Adattare i soldi, i mezzi tecnici, alla storia del film. Mai il contrario. Non si può pretendere di avere tanti soldi per storie intime. Al contrario, in presenza di storie magniloquenti è giusto puntare a raccogliere il massimo budget possibile, altrimenti sarebbe meglio tornare all’intimità, indispensabile base di partenza. Essere capaci di scrivere o di trattare sceneggiature con pochi attori, location e sane emozioni da trasporre per immagini, deve essere il punto di partenza, specie nell’indipendente, di ogni buon regista che si rispetti.

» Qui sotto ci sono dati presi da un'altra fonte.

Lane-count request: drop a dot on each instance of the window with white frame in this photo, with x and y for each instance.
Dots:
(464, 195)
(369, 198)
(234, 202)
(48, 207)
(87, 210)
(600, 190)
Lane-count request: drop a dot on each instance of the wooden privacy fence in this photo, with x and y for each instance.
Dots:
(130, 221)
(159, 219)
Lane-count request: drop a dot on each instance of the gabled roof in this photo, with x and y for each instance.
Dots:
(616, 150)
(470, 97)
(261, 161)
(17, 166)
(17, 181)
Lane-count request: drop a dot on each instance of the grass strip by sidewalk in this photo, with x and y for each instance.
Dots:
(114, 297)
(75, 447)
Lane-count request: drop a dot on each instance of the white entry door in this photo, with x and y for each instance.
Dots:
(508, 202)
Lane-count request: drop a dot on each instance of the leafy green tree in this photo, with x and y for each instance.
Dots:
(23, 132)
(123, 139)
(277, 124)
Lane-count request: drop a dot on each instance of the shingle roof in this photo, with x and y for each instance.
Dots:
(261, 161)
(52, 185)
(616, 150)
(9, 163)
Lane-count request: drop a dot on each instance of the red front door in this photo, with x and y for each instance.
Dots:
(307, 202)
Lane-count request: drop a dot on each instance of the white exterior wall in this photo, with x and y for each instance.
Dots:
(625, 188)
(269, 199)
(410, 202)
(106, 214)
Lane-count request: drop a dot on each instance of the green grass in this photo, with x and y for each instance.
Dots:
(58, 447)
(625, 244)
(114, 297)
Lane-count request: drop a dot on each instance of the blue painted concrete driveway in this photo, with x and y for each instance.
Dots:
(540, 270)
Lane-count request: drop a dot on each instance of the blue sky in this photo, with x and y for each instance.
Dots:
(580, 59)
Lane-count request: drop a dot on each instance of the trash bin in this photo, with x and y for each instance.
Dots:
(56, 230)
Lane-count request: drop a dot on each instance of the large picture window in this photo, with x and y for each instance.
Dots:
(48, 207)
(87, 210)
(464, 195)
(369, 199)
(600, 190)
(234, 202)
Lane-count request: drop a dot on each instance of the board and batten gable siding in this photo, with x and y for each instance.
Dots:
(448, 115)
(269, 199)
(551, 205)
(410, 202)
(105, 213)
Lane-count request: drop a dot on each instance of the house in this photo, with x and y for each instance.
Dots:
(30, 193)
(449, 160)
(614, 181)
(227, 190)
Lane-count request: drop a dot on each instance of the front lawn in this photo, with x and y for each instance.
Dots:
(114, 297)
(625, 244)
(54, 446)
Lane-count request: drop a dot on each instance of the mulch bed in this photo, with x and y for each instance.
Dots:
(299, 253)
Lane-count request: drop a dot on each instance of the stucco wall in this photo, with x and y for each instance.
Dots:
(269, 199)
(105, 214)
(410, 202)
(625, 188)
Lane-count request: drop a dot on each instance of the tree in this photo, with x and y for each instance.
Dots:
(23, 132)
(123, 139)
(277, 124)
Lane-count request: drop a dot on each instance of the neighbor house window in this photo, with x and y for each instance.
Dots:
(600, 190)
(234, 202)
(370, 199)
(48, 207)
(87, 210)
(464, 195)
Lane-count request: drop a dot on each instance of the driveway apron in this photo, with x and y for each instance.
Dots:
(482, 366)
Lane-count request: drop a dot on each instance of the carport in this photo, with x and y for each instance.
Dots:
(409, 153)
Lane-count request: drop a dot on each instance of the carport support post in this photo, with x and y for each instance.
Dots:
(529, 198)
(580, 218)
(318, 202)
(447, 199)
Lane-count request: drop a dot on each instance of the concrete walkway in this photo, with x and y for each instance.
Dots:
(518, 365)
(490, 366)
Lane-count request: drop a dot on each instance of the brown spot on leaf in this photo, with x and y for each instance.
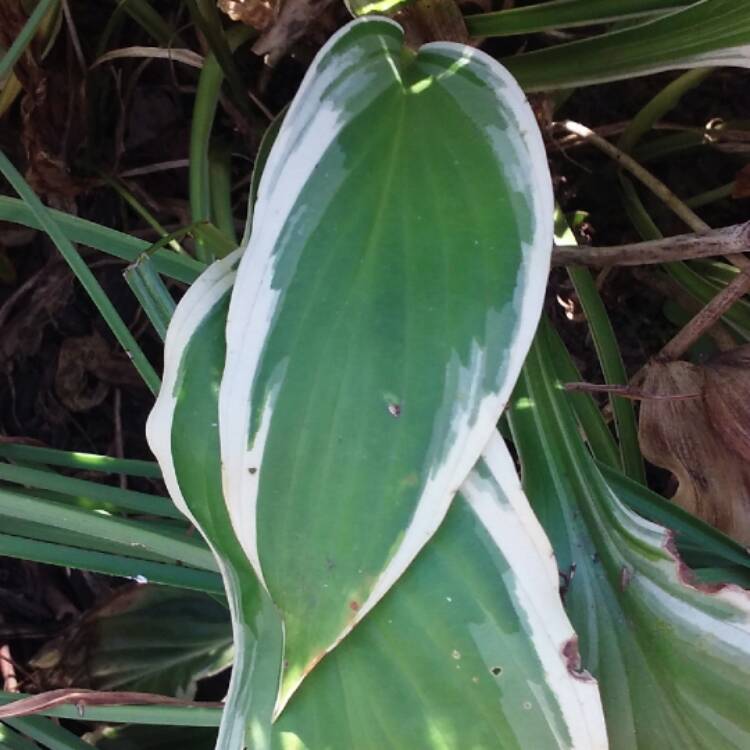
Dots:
(572, 657)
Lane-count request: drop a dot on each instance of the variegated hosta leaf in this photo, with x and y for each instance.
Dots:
(672, 657)
(699, 35)
(470, 648)
(381, 312)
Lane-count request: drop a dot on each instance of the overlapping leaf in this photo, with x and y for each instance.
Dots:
(375, 325)
(470, 646)
(380, 314)
(672, 656)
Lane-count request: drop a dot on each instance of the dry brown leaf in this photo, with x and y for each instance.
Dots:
(258, 14)
(702, 441)
(727, 398)
(293, 21)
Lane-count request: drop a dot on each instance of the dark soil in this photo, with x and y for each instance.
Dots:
(71, 130)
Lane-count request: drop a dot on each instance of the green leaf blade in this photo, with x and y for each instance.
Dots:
(670, 655)
(379, 312)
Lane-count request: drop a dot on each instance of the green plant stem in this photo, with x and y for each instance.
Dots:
(83, 461)
(108, 564)
(220, 178)
(25, 37)
(83, 274)
(190, 716)
(135, 534)
(119, 187)
(47, 732)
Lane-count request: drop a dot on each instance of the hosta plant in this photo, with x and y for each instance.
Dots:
(329, 395)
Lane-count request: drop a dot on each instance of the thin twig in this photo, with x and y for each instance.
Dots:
(706, 318)
(628, 391)
(731, 240)
(734, 291)
(82, 698)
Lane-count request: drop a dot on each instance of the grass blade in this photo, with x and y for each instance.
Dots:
(83, 461)
(135, 534)
(24, 38)
(190, 716)
(563, 14)
(109, 241)
(167, 574)
(84, 275)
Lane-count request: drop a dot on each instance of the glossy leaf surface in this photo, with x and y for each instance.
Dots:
(672, 657)
(381, 311)
(477, 615)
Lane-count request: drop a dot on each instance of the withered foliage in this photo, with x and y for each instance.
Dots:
(52, 111)
(699, 429)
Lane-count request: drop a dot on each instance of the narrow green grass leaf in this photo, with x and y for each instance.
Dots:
(126, 500)
(136, 534)
(151, 293)
(83, 274)
(560, 14)
(670, 655)
(165, 574)
(109, 241)
(608, 354)
(705, 33)
(76, 460)
(11, 740)
(204, 113)
(25, 36)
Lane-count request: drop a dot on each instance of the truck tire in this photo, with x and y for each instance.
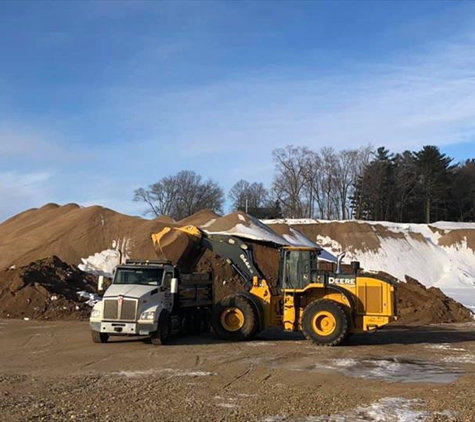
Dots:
(325, 323)
(162, 335)
(196, 323)
(206, 328)
(235, 318)
(98, 337)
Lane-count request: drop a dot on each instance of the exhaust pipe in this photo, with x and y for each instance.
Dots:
(338, 263)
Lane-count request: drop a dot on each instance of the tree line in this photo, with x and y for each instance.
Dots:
(413, 187)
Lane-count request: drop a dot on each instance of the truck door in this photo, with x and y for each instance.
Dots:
(166, 288)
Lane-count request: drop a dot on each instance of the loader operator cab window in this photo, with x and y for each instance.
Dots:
(144, 277)
(299, 269)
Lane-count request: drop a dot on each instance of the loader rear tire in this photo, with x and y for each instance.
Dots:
(325, 323)
(235, 318)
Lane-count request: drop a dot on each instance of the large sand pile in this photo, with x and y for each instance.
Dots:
(44, 289)
(73, 233)
(439, 255)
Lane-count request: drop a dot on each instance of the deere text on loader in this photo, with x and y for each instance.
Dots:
(325, 306)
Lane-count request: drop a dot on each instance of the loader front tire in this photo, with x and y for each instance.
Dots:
(325, 323)
(235, 318)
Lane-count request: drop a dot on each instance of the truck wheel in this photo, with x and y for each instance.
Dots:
(235, 318)
(98, 337)
(206, 327)
(196, 323)
(325, 323)
(162, 335)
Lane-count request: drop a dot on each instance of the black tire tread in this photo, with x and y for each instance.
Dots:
(342, 322)
(251, 324)
(98, 337)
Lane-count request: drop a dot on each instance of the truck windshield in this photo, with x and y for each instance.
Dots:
(142, 276)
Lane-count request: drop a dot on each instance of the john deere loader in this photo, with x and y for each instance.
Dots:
(325, 306)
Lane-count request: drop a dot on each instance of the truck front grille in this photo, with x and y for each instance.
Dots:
(125, 311)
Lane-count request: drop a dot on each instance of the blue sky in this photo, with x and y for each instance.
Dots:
(99, 98)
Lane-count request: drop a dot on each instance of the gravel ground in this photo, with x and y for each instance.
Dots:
(53, 371)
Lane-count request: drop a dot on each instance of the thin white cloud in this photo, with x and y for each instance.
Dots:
(415, 99)
(21, 191)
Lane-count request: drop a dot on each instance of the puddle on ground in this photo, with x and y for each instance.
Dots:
(391, 369)
(396, 369)
(395, 409)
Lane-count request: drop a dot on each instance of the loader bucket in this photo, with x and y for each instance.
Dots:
(180, 245)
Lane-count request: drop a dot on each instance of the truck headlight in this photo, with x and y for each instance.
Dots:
(95, 313)
(150, 315)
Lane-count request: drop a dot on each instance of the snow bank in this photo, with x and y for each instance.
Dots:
(104, 262)
(421, 251)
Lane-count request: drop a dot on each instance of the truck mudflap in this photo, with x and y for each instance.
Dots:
(123, 328)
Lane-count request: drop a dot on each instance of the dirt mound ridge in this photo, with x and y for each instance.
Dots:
(199, 218)
(44, 289)
(418, 305)
(71, 233)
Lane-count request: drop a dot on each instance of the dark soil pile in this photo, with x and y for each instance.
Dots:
(44, 289)
(420, 306)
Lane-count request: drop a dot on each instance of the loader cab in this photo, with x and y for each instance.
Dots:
(298, 267)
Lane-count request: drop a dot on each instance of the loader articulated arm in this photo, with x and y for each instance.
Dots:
(184, 246)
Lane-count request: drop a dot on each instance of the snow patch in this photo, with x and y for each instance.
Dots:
(449, 268)
(104, 262)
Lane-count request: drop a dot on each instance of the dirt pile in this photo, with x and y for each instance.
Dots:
(199, 218)
(44, 289)
(71, 233)
(420, 306)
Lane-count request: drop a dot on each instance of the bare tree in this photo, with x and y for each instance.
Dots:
(290, 179)
(248, 195)
(181, 195)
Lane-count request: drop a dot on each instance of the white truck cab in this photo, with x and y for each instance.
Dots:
(150, 298)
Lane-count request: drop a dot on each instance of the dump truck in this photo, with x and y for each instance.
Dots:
(152, 298)
(326, 306)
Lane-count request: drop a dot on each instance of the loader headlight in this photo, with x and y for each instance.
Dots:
(95, 313)
(150, 315)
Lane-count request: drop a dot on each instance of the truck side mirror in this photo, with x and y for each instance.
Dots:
(100, 283)
(174, 286)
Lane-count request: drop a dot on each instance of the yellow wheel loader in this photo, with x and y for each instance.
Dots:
(325, 306)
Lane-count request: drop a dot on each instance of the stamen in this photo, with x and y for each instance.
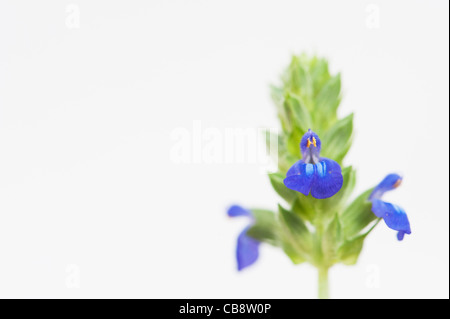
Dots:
(397, 183)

Ma parlare attraverso la propria emotività, facendo poesia, non è da tutti. Così si tende ad avvicinarsi da subito ai richiami del cinema di genere, molto pericoloso se non si hanno i mezzi adatti. Meglio continuare a quel punto a sperimentare con i cortometraggi che dovrebbe essere a mio avviso la loro unica finalità di produzione. Il cinema di genere richiede costi maggiorati e risorse produttive e tecnico-realizzative che sono il privilegio di pochi. Meglio andare per gradi, scrivere, infilare nel cassetto e sperare. Partendo sempre da ciò che più ci piace, ricordando sempre la teoria secondo cui il film che scriviamo o che dirigiamo deve incontrare primariamente il nostro gusto e piacere di spettatori. Solo in quel modo avremo delle ottime chance per realizzare qualcosa di valido, dall’alto potenziale di avvicinamento del pubblico.
Muovere la macchina da presa, muoverla il più possibile. Sembra essere l’imperativo categorico di molti registi, anche indipendenti. Eppure ogni movimento di macchina dovrebbe essere narrativamente funzionale. Da qui deriva anche la mania inutile del drone che fa tanto fighi e non descrive nulla. Lo ripeto come un mantra: adattare i mezzi alla natura della storia, ma il contrario. Belli i movimenti di macchina morbidi, volti a scoprire un mistero, come faceva Hitchcock. Sono preferibili alla concitazione del movimento, specie se non si sta facendo un film adrenalinico, di qualsiasi genere esso sia. Bella la sintassi filmica invisibile, tipica di tanti registi americani dell’epoca classica. La sceneggiatura al centro di tutto, anche se poi spesso verrà tradita, almeno in parte, per pure esigenze di sopravvivenza da set. Altro esempio in cui la tecnica prende il sopravvento è la mania dello zoom che coglieva molti registi italiani di genere, raramente in maniera efficace. Uno stratagemma meccanico che induce maniacalmente allo shock. Ma non c’è nulla di naturale in tutto ciò. Rendi la macchina da presa uguale a un occhio umano e falla scrutare a fondo. Nel termine di paragone ci si accorgerà dell’innaturalezza dell’effetto ottico. Scrutare non equivale minimamente a piombare improvvisamente, lesivamente sul dettaglio di un oggetto o il particolare di un corpo umano. Si va per gradi e in genere funziona. Robert Bresson insegna.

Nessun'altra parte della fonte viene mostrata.